Nov 15 17:46:48 rhel8cecsa systemd[1]: Started Systemtap module to monitor for termination signals sent to processes accessi> Nov 15 17:46:49 rhel8cecsa rpm-deathwatch[27710]: INFO:rpm-deathwatch:Checking the environment Nov 15 17:46:55 rhel8cecsa rpm-deathwatch[27710]: INFO:rpm-deathwatch:Building the systemtap module to report termination si> Nov 15 17:57:06 rhel8cecsa rpm-deathwatch[27710]: ERROR:rpm-deathwatch:Module already loaded. Not attempting a further load operation. Nov 15 17:57:06 rhel8cecsa systemd[1]: rpm-deathwatch.service: Succeeded.

====>>>what means by "ERROR:rpm-deathwatch:Module already loaded. Not attempting a further load operation"? but it also show "rpm-deathwatch.service: Succeeded". thanks.

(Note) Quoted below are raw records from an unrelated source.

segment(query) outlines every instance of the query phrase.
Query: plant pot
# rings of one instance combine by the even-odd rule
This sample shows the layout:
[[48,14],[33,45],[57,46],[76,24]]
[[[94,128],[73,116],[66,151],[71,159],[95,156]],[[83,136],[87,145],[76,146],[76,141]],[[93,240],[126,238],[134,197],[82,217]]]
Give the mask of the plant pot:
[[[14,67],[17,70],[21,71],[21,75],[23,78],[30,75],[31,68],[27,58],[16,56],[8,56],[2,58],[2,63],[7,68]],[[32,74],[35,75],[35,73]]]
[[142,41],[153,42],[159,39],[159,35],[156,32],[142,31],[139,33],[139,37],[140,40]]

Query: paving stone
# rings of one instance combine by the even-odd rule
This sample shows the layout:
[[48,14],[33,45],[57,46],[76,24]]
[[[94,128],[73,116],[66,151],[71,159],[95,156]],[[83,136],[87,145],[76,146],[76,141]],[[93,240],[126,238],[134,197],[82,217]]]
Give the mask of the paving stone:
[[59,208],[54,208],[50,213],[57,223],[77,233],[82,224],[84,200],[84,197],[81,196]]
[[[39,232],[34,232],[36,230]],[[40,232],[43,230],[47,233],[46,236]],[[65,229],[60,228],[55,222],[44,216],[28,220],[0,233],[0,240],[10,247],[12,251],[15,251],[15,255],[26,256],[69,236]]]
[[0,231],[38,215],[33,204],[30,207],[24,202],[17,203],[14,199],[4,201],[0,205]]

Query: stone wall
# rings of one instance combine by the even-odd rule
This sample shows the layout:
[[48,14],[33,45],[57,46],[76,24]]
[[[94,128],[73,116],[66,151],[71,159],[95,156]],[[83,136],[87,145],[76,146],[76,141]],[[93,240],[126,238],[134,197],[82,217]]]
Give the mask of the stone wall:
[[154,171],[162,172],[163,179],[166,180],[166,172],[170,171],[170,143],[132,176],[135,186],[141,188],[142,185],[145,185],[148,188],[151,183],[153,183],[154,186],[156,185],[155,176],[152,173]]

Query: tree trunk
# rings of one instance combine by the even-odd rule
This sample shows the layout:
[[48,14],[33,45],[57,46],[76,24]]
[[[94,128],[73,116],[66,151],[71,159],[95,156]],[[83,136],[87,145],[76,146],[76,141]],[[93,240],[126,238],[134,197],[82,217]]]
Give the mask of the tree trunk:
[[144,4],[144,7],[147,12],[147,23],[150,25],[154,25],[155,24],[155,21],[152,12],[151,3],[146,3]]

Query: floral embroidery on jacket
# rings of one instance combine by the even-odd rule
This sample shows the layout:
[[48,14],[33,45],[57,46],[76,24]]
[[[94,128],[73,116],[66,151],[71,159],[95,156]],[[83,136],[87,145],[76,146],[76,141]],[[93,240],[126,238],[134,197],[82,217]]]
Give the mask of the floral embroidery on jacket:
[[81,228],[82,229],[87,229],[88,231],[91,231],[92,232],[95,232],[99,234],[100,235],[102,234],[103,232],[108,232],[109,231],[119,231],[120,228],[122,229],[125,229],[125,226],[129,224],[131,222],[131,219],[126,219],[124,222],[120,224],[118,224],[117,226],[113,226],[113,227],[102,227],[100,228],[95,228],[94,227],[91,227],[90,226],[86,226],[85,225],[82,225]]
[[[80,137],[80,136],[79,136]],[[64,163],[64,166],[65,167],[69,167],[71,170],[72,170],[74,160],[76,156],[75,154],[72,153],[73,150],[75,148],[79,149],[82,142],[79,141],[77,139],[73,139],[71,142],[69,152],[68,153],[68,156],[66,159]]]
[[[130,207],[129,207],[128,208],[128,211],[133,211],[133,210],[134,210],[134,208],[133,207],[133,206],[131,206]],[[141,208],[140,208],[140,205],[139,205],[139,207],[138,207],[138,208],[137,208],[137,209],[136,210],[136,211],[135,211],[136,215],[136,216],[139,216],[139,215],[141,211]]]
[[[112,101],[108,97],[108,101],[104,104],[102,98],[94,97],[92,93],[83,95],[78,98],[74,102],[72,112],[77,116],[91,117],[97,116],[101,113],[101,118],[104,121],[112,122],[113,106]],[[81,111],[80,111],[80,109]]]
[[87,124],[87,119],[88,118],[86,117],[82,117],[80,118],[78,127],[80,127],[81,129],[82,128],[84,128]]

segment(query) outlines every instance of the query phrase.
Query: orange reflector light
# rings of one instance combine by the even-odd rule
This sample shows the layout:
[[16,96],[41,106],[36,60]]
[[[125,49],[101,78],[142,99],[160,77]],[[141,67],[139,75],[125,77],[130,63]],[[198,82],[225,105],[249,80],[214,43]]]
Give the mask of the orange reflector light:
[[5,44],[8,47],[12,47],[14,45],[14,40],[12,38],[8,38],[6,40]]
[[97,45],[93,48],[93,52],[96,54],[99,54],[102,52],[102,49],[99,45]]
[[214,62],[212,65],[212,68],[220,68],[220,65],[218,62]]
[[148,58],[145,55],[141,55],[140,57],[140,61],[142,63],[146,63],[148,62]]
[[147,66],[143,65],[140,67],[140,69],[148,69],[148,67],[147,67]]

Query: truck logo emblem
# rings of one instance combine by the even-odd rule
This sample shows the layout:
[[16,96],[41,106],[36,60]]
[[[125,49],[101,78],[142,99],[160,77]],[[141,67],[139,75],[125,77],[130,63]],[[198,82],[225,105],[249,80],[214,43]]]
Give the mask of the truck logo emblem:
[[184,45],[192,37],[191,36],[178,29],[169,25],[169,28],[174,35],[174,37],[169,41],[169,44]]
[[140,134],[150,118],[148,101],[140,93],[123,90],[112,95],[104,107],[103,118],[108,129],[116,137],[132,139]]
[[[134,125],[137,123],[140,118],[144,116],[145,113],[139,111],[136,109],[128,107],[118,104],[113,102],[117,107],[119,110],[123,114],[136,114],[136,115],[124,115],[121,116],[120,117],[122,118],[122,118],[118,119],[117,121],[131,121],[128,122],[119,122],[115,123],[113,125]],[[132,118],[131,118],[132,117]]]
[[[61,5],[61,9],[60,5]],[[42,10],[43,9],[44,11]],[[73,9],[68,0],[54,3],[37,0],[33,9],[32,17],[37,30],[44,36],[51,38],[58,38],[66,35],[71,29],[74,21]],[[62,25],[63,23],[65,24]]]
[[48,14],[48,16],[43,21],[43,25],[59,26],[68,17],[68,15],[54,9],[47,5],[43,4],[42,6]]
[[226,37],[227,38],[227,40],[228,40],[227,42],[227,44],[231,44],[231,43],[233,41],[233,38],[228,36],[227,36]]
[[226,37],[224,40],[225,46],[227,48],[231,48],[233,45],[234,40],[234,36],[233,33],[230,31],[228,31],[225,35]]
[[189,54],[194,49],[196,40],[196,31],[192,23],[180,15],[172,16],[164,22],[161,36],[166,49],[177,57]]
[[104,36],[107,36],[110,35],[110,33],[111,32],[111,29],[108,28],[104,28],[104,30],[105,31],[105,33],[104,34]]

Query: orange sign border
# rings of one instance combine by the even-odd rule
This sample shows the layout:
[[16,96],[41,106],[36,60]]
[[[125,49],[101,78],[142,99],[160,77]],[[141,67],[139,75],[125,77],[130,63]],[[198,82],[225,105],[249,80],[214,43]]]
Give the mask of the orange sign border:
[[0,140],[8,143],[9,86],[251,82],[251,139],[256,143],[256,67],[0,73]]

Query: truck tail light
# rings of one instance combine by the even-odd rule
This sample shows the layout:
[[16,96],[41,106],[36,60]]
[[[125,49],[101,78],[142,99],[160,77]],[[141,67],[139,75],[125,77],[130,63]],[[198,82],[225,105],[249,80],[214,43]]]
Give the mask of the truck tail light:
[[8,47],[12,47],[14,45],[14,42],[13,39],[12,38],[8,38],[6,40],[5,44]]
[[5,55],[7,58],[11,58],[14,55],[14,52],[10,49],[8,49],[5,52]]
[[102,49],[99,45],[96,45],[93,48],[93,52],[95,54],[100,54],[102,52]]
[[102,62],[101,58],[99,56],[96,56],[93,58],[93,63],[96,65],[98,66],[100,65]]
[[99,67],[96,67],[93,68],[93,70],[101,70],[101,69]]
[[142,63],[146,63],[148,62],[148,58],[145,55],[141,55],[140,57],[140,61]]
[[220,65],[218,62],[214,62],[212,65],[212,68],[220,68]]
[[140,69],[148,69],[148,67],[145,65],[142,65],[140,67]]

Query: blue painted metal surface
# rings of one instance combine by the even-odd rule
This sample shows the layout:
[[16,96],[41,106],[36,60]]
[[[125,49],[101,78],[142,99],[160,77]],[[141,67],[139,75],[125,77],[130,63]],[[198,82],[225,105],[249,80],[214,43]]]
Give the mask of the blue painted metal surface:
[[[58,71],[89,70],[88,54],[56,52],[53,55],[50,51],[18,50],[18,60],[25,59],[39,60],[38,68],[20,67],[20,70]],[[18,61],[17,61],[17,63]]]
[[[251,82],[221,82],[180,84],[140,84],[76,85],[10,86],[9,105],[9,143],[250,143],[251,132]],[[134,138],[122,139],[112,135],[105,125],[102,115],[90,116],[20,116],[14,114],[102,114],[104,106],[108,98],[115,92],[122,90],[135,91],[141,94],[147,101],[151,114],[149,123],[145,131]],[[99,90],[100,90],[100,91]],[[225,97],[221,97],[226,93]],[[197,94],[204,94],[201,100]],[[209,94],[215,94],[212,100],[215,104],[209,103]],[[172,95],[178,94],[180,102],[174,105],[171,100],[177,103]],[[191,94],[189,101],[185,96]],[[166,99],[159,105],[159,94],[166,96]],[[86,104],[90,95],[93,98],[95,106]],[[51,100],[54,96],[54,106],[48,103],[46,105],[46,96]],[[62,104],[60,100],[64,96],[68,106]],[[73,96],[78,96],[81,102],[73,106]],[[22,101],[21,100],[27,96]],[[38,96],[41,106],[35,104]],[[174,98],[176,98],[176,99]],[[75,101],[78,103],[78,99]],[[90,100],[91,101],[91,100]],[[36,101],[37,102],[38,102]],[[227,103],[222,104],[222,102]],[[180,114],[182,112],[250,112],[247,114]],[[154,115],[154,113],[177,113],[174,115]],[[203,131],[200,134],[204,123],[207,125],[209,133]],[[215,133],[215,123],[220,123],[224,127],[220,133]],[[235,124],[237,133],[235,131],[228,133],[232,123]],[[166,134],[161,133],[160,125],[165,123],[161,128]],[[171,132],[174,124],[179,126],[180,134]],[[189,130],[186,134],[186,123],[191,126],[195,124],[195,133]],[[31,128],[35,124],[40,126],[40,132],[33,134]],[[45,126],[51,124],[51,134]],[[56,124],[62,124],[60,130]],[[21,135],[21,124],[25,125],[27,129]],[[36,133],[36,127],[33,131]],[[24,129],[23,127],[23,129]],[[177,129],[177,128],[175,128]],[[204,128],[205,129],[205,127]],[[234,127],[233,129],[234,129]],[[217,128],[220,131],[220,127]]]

The service starts a stap module. If the module is already loaded the service will not start. We can remove the loaded module then restart the deathwatch service.

# lsmod | grep deathwatch
# rmmod rpm_deathwatch
# systemctl stop rpm-deathwatch 
# systemctl start rpm-deathwatch

Hello,

the .repo file has a public key URL that points to a non-existent file, and disables the signature checks:

gpgcheck=0
gpgkey=https://people.redhat.com/kwalker/rpm-deathwatch/pubkey.gpg
repo_gpgcheck=0

The URL should probably be:

https://people.redhat.com/kwalker/repos/rpm-deathwatch/pubkey.gpg

and the signature checks enabled.

Thank you for pointing that out. The repo file has been updated to point to the correct gpg path.

I typically run 'rpm --rebuilddb'. It has always worked for me.